It is a serious mistake not to analyze the potency of any drug before legalizing it. For more than 80 years, the nation has endorsed the judgment that no one should be free to distribute any “new” drug in interstate commerce unless and until the U.S. Food and Drug Administration (FDA), acting under the authority granted the agency by the Federal Food, Drug, and Cosmetic Act (FDCA) of 1938, has found (inter alia) that it is “safe” and “effective” for its intended use. The FDA did not make any such findings before the states adopted their medical-use and recreational-use cannabis programs. In fact, the FDA and other allied federal health care agencies have consistently found that botanical cannabis is not a legitimate medication. The states decided to take the law into their own hands without bearing the burden that federal law places on the FDA.
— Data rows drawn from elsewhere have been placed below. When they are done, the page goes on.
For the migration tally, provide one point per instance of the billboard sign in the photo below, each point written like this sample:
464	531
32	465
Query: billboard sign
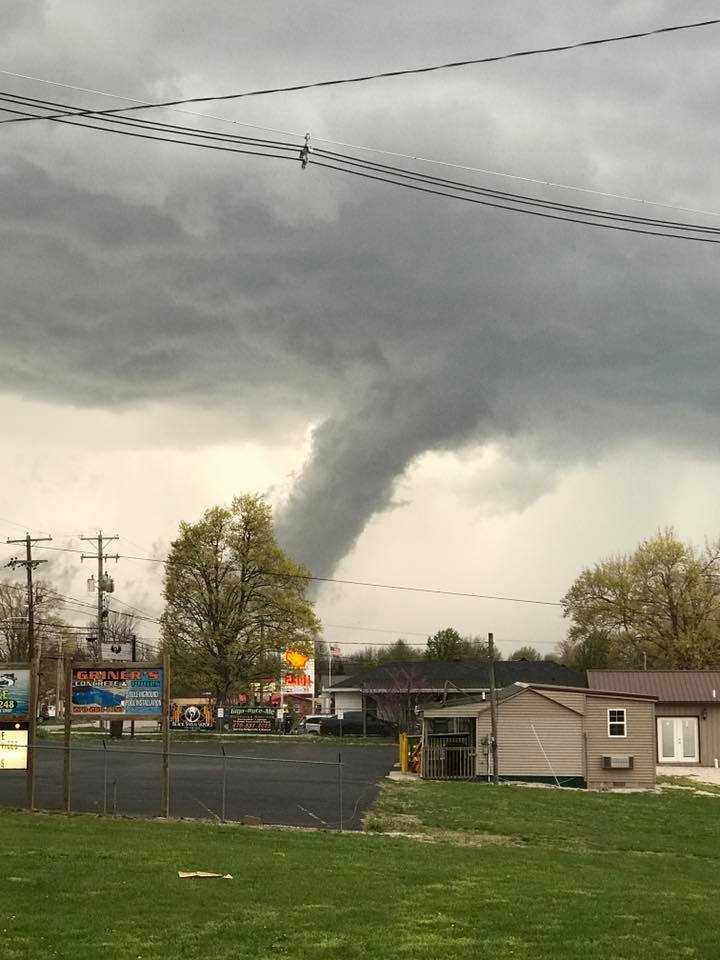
133	692
298	674
191	716
14	692
250	719
13	749
117	650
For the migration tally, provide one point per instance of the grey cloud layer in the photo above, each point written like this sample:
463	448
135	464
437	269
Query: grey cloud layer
398	323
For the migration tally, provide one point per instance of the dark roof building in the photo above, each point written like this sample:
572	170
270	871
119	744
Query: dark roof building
433	676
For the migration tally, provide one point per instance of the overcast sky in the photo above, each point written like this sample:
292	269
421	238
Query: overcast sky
431	393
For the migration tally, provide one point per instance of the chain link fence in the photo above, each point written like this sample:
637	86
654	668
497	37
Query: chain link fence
254	783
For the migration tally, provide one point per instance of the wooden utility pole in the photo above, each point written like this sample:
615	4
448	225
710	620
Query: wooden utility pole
165	811
33	657
68	732
493	709
101	557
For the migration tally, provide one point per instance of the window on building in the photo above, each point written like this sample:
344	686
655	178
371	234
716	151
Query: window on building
617	723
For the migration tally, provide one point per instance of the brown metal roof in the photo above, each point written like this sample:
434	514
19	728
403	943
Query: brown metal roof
669	686
592	692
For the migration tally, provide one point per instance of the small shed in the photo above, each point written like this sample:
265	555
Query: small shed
569	736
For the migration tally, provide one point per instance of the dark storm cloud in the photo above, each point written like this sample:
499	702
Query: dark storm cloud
397	323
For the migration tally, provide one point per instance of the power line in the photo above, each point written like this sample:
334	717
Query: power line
383	152
402	172
517	209
387	74
396	176
358	583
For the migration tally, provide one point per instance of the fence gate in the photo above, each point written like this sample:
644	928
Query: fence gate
448	759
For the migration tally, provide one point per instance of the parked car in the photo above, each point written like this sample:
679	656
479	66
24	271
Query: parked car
311	723
352	724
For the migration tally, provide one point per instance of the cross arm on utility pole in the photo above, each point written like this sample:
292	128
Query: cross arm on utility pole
101	557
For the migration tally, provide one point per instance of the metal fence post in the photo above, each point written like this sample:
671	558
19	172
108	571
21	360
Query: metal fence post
104	776
68	733
224	789
340	791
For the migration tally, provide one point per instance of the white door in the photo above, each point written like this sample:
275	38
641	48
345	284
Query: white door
678	740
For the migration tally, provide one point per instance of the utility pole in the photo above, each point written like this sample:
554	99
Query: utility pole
33	656
493	709
29	565
102	586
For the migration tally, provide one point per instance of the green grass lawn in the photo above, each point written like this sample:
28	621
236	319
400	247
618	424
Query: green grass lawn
674	822
597	877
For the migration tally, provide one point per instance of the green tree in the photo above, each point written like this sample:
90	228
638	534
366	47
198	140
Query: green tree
14	645
526	653
233	600
659	604
446	644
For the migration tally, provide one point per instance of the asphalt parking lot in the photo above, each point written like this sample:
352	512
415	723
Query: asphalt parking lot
291	783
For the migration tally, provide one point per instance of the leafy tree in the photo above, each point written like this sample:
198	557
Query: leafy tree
233	600
526	653
446	644
659	604
14	645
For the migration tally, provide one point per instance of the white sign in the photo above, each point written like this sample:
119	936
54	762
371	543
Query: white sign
116	650
298	674
13	749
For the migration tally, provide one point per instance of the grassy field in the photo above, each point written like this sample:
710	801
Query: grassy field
511	872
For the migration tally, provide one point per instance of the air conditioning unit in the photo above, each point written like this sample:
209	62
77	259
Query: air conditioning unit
615	762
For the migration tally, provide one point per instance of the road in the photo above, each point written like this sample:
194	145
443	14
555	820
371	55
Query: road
282	783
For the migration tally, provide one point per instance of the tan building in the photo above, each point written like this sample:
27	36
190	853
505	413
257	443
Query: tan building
687	710
569	736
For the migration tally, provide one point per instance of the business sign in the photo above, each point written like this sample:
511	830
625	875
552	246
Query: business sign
14	692
133	692
116	650
191	716
13	749
298	674
251	719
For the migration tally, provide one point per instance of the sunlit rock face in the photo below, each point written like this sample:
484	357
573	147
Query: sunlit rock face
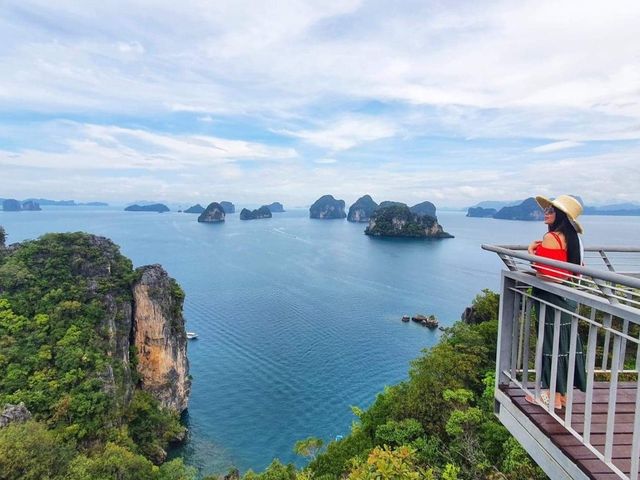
160	337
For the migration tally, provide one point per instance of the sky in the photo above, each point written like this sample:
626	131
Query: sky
452	101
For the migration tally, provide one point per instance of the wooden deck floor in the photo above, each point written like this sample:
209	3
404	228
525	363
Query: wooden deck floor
570	445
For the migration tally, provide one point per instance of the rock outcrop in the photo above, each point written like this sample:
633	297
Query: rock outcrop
11	205
262	212
527	210
399	221
424	208
275	207
390	203
214	213
362	209
155	207
14	413
479	212
228	207
160	337
31	205
327	208
197	208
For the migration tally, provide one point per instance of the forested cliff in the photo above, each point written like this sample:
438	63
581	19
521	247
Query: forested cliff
96	351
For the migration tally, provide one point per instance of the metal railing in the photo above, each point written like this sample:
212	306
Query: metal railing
598	307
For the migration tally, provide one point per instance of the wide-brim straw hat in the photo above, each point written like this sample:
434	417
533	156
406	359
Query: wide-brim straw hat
567	204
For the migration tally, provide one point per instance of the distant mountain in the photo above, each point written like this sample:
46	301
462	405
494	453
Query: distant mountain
327	207
275	207
13	205
397	220
262	212
61	203
527	210
214	213
362	209
228	207
424	208
197	208
156	207
497	204
479	212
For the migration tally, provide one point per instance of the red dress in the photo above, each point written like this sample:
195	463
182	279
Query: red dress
559	254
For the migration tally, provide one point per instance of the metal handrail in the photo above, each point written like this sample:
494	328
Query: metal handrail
616	278
609	306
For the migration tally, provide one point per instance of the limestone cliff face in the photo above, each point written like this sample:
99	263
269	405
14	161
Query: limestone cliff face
214	213
160	338
326	208
362	209
399	221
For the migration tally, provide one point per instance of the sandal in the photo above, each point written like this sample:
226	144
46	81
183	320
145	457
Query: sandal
544	399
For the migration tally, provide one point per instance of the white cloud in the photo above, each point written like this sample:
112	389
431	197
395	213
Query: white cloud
99	147
501	73
131	47
555	146
345	133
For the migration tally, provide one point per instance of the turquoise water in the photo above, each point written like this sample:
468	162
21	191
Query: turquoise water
299	319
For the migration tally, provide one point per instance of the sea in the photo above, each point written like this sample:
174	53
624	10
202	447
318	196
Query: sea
298	319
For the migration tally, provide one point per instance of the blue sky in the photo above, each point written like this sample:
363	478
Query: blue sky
453	102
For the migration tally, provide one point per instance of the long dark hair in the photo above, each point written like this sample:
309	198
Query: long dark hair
563	225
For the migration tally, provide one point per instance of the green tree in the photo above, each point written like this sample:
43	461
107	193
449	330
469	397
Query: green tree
309	447
384	463
114	462
28	451
176	470
275	471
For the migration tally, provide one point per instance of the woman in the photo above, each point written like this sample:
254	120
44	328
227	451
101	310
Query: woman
561	243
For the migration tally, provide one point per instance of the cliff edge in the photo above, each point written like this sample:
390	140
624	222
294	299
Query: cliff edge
160	338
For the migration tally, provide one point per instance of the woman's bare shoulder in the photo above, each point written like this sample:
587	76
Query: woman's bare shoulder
550	240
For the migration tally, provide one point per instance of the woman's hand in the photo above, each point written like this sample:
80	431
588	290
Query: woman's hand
533	246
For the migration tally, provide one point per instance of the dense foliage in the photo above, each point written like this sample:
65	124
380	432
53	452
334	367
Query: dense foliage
61	297
439	424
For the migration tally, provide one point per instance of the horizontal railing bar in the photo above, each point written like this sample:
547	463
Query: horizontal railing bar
581	317
618	310
592	272
617	249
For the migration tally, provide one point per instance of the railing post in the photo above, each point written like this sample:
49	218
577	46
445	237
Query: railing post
506	325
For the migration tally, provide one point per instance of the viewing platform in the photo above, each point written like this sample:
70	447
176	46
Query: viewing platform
597	434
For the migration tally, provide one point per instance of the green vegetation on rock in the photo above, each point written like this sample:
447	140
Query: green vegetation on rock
63	314
397	220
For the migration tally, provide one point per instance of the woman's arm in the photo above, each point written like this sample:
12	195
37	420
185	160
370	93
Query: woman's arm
533	245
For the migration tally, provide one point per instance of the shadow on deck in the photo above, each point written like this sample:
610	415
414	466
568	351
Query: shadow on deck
574	449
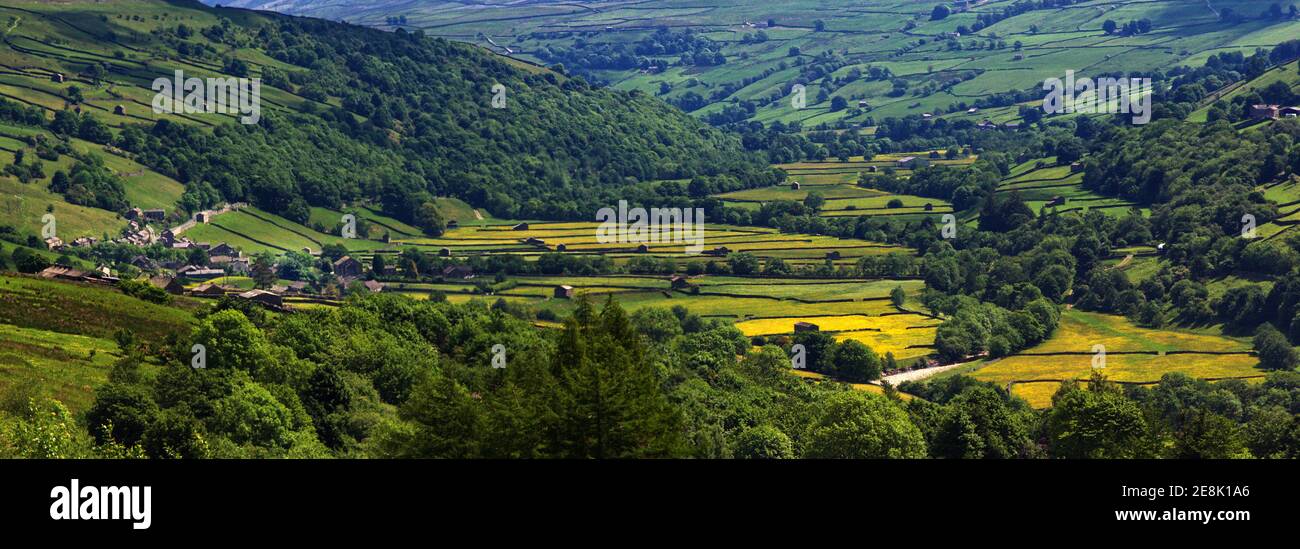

That was a grievous error. As Dr. Nora Volkow, Director of the National Institute on Drug Abuse, has noted, “increase in THC content”—THC is the acronym for delta-9-tetrahydrocannibinol, the psychoactive compound in cannabis—“raises concerns that the consequences of marijuana use may be worse now than in the past.” That is why Doctor Volkow has questioned “the current relevance of the findings in older studies on the effects of marijuana use, especially studies that assessed long-term outcomes.” Too often over the past three decades, states have legalized cannabis without waiting for the federal government to conduct that research or performing it themselves. Moreover, much of the debate that we have witnessed during those years was biased toward one side or the other. As Carnegie-Mellon University Professor Jonathan Caulkins, an expert on cannabis, wrote in 2016, “Unfortunately, there is very little in the way of intellectually honest marijuana policy analysis.”
This Legal Memorandum is the third in a series of Heritage Foundation studies published under the overall title “Twenty-First Century Illicit Drugs and Their Discontents.” This paper highlights the need to consider the far greater potency of today’s cannabis when debating whether to legalize that drug.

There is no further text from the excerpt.